Movidos pelas ideias divulgadas em panfletos, grupos negros chegaram a pegar em armas acreditando que a Independência — por ser considerada sinônimo de liberdade — levaria à abolição da escravidão.
Pintura de Pedro Américo retrata o grito do Ipiranga. Panfletos mostram que processo de independência contou, sim, com a participação popular (imagem: reprodução/Museu do Ipiranga)
Uma das organizadoras do livro Vozes do Brasil, a historiadora Marcela Telles, da UFMG, diz que os panfletos mostram que, ao contrário do que por vezes se ensina na escola, a história não é feita apenas por alguns “heróis”, e a sociedade não é uma mera espectadora:
— O processo da independência não foi decidido somente por figuras como D. Pedro e José Bonifácio.

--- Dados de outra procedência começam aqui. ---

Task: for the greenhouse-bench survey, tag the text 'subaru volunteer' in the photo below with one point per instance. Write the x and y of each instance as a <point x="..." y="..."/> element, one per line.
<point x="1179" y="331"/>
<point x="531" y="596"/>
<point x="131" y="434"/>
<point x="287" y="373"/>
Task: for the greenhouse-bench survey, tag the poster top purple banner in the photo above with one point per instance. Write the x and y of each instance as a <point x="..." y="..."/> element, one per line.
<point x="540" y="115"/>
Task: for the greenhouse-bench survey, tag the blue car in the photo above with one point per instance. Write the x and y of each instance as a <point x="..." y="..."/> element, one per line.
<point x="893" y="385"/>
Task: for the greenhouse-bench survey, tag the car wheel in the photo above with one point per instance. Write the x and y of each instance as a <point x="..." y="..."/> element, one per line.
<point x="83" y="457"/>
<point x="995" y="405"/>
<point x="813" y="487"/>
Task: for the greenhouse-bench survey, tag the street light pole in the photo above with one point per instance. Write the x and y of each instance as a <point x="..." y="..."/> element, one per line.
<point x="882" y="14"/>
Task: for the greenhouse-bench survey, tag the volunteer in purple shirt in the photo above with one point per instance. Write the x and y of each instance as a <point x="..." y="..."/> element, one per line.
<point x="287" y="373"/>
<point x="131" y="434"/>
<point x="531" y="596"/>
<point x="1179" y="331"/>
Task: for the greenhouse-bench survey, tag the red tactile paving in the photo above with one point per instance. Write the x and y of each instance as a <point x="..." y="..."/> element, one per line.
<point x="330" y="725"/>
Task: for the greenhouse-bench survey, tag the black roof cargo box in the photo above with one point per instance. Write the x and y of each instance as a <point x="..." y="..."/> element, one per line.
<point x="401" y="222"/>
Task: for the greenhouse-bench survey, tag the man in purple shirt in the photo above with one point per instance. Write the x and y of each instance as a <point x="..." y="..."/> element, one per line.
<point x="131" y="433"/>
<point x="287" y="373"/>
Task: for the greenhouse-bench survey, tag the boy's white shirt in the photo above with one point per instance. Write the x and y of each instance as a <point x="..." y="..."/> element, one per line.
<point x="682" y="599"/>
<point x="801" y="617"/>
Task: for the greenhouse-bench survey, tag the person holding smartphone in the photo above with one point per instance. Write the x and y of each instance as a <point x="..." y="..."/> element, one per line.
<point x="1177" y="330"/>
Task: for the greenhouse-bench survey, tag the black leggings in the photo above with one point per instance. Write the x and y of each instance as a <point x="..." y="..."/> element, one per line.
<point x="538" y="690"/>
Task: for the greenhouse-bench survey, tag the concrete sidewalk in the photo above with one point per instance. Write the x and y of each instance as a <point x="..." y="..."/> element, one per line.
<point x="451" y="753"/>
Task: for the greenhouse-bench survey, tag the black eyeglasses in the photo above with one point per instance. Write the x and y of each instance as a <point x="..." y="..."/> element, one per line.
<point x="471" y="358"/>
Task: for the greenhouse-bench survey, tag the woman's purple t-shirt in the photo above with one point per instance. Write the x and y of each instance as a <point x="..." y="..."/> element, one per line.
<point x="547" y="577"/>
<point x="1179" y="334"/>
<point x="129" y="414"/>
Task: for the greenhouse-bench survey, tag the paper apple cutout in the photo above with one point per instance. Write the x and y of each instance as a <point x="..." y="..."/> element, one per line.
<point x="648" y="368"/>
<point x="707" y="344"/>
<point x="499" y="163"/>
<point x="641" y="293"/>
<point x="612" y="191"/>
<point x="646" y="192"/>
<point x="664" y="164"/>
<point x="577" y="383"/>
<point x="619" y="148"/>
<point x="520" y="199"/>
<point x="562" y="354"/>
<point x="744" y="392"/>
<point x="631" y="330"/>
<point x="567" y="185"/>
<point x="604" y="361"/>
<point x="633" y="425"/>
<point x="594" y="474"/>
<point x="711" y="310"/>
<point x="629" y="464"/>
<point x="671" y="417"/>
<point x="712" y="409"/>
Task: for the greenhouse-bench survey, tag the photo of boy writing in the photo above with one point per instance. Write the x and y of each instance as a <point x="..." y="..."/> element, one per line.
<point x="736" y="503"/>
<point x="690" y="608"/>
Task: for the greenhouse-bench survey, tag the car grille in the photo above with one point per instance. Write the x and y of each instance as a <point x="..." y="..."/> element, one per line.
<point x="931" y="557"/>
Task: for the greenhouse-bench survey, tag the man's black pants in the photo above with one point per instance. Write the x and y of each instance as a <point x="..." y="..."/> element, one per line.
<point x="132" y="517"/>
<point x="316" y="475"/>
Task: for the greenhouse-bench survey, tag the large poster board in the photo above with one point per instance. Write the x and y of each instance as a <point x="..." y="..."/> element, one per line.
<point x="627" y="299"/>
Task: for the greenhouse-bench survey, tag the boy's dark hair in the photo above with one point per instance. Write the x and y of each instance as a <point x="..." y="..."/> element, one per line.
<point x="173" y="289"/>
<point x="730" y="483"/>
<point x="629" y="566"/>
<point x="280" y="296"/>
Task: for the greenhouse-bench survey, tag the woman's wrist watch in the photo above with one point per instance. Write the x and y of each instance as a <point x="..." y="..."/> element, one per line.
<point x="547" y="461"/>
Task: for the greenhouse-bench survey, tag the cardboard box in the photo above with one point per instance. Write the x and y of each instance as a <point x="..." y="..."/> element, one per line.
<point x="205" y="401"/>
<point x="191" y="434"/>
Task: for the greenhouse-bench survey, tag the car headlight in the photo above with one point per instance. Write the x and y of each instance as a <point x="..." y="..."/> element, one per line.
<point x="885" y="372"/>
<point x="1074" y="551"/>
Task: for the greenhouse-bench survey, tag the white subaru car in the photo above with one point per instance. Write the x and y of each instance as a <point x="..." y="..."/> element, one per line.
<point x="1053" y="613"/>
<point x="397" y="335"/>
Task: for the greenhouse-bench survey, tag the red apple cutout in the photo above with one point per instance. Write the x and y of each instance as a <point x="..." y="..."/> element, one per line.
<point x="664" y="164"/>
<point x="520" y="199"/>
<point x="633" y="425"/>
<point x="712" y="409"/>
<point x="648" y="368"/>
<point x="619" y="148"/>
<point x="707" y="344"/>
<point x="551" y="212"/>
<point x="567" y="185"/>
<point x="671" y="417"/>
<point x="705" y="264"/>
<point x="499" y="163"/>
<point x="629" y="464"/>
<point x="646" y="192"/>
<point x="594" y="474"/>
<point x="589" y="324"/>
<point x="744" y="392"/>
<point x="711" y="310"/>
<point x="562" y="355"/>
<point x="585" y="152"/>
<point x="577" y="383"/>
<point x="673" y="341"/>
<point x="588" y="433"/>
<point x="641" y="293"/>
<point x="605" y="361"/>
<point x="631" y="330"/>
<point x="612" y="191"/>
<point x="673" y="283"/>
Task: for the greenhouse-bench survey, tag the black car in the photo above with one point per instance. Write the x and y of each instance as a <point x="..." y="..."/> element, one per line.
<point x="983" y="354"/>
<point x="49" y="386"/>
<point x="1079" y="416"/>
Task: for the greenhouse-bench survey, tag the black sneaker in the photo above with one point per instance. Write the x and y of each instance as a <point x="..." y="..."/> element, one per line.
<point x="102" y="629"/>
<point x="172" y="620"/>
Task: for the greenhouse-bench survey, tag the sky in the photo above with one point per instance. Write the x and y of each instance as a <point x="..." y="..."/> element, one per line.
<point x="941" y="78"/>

Quando observamos esse processo mais de perto por meio dos panfletos, conseguimos ver que pessoas de todo tipo participaram e influíram nos rumos daquele Brasil que estava nascendo, desde políticos, funcionários públicos e comerciantes até mulheres e escravizados, passando por padres e militares.
Outra organizadora da obra, a historiadora Heloisa Starling, também da UFMG, avalia que os panfletos, mesmo tendo sido escritos dois séculos atrás, trazem uma lição importante para os brasileiros de hoje:
— Pela leitura dos panfletos, vemos que não estava escrito nas estrelas que a independência desembocaria naquele Brasil monárquico, unitário e escravocrata governado por D. Pedro I. Foi uma opção, já que muitos outros caminhos possíveis haviam sido apresentados. Isso significa que nós, como cidadãos, não podemos ficar calados. Temos que nos mexer, nos manifestar, protestar, mostrar o país que queremos ser e também o que não queremos ser. Quando não agimos, alguém acaba agindo por nós, com o risco de ser contra os nossos próprios interesses. Os panfletos da Independência, em resumo, mostram que o futuro é escolha e não cai do céu.